@dc42 said in RepRapFirmware road map as at 15 February 2020:
True; but we value our users!
And I am grateful for that!
I have become quite fond of the Duet controller in short time. Bought the Duet2Wifi out of curiosity. Toy with it, see what it is all about, sell it. Never even thought it would really be a decent contender to LinuxCNC with it's endless possibilities to make things work the way I want them to work. And the first experience was indeed like a naked plunge in subfreezing water. No conditional G-code, a weird way to use homeswitches not exactly at the end of travel, blah. But here we are, a few months later, and the water is nice and warm. Not considering moving back. Mainly because of you, your insane drive to move forward and efforts put in RRF3, and the insanely quick fixing of issues.
[rant] Also I get disgusted with kit that ceases to be fully functional because the manufacturer can't be bothered to update the firmware.
As a consumer I totally agree. Not only the software, also the actual technical life and irrepairability of 'modern stuff'. After a few years it becomes hard to get parts. Kept my old xperia X10 phone running for a bit over 6 years, cannot do that anymore it seems. Bought 10 year old motorcycles and ran them until they were 20 years old, then only sold them because I longed for something else. Not sure I can do that with my shiny new KTM; I highly doubt that the TFT screen they use for dashboard lasts that long, and build quality is more optimized towards cost and weight instead of durability.
As one of the designers at an electronics company I am not so convinced. IMHO the worst thing you can do for customers is going out of business or having to find other sources of money which lowers the amount of resources that can be put into the original product line. Given the fact that development time is a limited resource there is a point where the hours spent on maintaining compatibility is preventing staying ahead of the rest on the new hardware and just costing money. It often makes sense to create a 'light' version of the more current hardware or lower pricing on the full version a little. Which you can since you save money elsewhere. A bit on the increased volume, a bit on the development, a bit on the support. It adds up.
Also, the Duet is not a PC, phone or PVR where 3rd party software stops working due to the system being too old. If I stop updating today the Duet will happily keep printing for the next decade just like it does today. Many of your users are probably not updating the software anyway. If it ain't broken....

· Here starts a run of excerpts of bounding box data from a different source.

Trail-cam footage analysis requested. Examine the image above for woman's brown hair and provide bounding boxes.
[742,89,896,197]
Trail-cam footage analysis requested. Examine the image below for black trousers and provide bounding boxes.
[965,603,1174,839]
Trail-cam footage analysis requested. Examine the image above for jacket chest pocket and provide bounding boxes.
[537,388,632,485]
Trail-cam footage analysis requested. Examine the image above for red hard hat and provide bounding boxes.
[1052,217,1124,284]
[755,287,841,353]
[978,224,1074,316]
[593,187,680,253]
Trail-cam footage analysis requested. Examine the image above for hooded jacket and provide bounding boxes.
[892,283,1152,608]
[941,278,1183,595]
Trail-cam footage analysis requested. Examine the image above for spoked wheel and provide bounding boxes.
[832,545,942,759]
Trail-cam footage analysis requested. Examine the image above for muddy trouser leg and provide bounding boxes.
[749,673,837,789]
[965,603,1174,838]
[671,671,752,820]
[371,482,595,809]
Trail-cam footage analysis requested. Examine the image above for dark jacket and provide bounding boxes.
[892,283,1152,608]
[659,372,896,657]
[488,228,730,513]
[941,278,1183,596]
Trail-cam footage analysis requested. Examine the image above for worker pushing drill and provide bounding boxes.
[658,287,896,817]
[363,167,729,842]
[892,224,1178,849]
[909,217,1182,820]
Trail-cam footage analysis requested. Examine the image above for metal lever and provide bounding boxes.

All this is personal opinion only, of course.
Also, Duet 3 is expensive and overkill for most 3D printing applications.
Yes, you have chosen nice and expensive motor drivers that almost no 3D printer needs. I bet a large part of the additional cost come from those
I did not check the BOM, but a Duet3 with 5x TMC2660 instead of the 5160's should not cost that much more than Duet2 to produce, and more alike platforms usually means faster development and less issues. However, I am aware that initial cost for a new board is high.